Unfortunately it worked against them because after that Scotch I couldn't remember what I had been bribed to do. However, I will say this, I forgot to take a laundry bag to Las Vegas and the next day Marc Warner gave my travel companion a laundry bag shaped like a t-shirt with his face and the US flag on it, which I appreciate. I couldn't take it myself because I was sleeping off that Scotch and subsequent MLW beer in the Circus Circus tower.
Thank you Mark Warner, Maryscott O'Connor and Adam Crocker.
released from MLW
Such parties do not curry favor... they are like a party thrown by a business, like Microsoft, and if you ever throw those type of parties, I promise you will be shocked how thankful people are not.
It's exposure, like an ad, yes, I know what Mark Warner is about now, he got his name out there, and that's all Mark Warner needed. It was a good idea. Not only do I not begrudge him that, I thank him for the party, and I do appreciate that he acknowledges the net as an important media, however far he goes now in his campaign, that validation of the blogs can only be enhanced.

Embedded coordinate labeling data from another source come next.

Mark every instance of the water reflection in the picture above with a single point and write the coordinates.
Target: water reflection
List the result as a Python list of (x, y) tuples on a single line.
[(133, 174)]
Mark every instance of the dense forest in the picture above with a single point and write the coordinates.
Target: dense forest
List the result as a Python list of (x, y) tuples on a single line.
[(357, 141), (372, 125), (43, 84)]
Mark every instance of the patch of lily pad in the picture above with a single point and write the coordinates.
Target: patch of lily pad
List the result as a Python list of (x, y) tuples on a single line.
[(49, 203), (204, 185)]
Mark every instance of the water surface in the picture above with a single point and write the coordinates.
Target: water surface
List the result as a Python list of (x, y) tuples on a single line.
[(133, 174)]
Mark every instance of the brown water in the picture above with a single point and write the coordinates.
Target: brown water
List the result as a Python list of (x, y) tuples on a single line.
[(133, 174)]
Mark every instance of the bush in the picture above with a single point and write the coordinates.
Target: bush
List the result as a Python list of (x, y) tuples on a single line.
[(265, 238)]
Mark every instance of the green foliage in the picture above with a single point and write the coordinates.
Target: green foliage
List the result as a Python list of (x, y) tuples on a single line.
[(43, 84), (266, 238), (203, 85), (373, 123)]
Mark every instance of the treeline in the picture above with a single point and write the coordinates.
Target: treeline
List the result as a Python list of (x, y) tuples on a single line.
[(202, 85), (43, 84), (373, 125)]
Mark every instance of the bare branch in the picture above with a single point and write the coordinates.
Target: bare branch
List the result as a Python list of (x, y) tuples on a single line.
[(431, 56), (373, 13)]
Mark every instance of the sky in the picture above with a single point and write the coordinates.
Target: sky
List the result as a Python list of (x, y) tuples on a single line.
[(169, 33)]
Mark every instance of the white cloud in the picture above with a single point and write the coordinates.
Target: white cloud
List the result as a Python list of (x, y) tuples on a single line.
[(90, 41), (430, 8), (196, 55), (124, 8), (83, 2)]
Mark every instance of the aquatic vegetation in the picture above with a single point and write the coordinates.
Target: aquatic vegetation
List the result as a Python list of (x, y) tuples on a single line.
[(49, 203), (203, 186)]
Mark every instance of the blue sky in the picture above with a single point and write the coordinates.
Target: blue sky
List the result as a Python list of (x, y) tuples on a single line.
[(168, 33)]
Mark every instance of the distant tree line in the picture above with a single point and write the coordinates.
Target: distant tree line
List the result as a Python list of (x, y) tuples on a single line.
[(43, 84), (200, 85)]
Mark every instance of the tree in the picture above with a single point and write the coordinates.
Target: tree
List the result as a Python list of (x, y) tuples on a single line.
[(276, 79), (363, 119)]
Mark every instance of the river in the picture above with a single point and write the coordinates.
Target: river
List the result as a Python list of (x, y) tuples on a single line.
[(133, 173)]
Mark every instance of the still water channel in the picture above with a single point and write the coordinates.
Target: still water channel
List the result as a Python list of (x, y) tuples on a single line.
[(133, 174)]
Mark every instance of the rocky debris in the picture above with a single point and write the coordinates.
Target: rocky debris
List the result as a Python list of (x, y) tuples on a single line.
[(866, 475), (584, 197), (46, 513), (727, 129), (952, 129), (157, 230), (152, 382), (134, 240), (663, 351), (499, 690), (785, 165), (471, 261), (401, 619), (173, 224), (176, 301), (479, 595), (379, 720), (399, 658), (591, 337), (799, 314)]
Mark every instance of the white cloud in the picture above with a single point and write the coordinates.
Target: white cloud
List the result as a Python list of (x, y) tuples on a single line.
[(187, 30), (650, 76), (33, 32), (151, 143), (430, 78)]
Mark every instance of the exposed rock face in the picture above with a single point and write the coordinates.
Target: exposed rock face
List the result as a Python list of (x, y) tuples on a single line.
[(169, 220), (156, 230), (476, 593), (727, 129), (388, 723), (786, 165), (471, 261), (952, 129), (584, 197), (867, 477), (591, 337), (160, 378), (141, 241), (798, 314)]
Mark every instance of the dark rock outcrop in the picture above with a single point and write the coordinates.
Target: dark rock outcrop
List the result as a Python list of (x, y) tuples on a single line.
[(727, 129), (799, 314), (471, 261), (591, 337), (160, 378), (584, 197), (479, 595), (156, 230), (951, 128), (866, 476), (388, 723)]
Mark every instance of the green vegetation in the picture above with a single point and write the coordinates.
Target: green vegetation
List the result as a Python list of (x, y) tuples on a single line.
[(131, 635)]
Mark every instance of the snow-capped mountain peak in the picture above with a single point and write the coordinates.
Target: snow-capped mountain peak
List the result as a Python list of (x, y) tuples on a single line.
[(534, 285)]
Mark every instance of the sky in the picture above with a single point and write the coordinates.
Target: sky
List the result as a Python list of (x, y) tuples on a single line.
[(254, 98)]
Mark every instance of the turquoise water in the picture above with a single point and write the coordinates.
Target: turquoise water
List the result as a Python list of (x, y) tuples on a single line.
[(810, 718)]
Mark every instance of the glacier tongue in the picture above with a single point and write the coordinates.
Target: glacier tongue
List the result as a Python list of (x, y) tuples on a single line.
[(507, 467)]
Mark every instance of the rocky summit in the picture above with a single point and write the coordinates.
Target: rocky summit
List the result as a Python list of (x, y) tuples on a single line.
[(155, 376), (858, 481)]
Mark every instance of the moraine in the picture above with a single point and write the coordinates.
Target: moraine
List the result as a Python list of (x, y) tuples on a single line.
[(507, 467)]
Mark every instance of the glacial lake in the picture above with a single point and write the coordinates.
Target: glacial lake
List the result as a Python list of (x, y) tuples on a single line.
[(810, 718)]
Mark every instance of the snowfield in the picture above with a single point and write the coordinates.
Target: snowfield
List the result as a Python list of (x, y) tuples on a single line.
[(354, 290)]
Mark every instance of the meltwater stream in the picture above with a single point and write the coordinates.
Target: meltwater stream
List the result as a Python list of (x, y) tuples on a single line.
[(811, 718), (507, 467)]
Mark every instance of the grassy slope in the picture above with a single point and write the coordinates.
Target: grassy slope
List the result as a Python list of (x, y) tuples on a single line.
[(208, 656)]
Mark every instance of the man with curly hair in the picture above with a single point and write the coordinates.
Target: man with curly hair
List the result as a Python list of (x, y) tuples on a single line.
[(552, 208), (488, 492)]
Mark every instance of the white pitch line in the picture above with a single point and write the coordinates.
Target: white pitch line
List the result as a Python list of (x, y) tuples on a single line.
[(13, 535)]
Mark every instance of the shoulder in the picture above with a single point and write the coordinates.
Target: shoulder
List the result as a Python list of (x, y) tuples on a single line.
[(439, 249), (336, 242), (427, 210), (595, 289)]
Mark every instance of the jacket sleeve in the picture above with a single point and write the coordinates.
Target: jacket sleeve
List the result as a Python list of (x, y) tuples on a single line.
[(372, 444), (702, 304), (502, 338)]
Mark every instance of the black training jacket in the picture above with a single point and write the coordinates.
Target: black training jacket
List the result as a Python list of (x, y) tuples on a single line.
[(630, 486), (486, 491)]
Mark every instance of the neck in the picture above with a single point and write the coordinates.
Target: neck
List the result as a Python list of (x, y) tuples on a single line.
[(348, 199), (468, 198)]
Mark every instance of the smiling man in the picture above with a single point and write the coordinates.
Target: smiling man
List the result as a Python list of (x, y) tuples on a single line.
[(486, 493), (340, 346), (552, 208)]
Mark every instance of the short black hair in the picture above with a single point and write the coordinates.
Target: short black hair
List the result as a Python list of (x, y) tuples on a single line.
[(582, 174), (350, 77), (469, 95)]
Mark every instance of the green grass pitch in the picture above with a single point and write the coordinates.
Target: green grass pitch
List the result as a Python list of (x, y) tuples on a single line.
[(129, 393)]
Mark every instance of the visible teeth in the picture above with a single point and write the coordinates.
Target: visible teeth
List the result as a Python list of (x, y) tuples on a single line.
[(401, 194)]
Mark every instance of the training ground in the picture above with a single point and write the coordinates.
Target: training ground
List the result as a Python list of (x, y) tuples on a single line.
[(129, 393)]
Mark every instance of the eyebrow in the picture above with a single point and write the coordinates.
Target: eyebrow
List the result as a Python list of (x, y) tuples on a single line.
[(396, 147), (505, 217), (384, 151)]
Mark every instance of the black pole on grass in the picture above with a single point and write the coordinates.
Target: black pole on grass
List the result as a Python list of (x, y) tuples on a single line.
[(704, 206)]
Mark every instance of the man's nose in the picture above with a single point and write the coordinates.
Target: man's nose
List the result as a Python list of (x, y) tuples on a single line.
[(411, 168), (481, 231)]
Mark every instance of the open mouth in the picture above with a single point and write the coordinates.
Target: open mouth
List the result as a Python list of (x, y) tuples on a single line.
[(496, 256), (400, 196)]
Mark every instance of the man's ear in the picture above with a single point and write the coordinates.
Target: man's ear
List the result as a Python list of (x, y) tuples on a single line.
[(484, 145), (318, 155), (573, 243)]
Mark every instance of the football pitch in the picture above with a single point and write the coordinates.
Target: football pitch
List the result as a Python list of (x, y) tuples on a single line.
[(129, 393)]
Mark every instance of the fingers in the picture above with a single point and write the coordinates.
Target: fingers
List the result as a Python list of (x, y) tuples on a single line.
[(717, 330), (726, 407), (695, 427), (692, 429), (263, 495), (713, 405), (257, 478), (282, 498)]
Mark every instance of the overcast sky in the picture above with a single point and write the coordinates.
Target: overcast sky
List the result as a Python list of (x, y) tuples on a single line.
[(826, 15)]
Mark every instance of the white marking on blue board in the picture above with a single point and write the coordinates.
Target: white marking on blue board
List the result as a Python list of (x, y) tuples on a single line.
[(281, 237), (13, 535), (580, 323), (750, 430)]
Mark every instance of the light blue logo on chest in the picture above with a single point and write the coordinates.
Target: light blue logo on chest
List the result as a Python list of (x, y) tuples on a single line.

Not that we needed it, but it shows some sense, I think, however he's come to the idea (jerome). He didn't want better blog coverage from the hundreds at his party, that's not the kind of odds he's playing. Just by branding himself so noticeably, he bought an advert by throwing a party at our trade show, and that is, after all, what these sorts of thing sell to interested companies (or candidates in our case). We get a free party in the meanwhile, something to talk about --- because it was fun.
The people you might have to worry about are the big boys of blogging, that's different. Parties for people voting on legislation you'll make and lose money on... that is different.
We might as well encourage them to do throw these bigger public parties which have the advantage of happening in the open, and having less commitment associated with them. We might as well realize they pay their $100,000 to create buzz, it's money with which they would otherwise buy a full page ad in the New York Times. We don't have to feel bought off. But remember, it's cool to bite the hand that feeds you, and it's best to be circumspect in politics.
I'm glad there was talk about it and against it, about what it means, and I hope every time there is such a party there is such feedback, it's too easy to just eat and look out from the tower 1000 feet above the city way below and think it's good to be up there and away. It's easy to want to just "stay away" metaphorically.
But the elitism, the selling out, the feeling of access, that's not about being at the top of that tower, that's about if you never come down. Do you live away up there in that tower? When you get face time with political celebrity, that's fine, unless it takes up all YOUR face time so that you leave the world that motivated you, so you leave the people that also need your contact. Do you go there and stop talking to the people you "represent"? Have you left the culture you aimed to promote and support? If not, then all is well, and we can all still work for a healthy nation, together.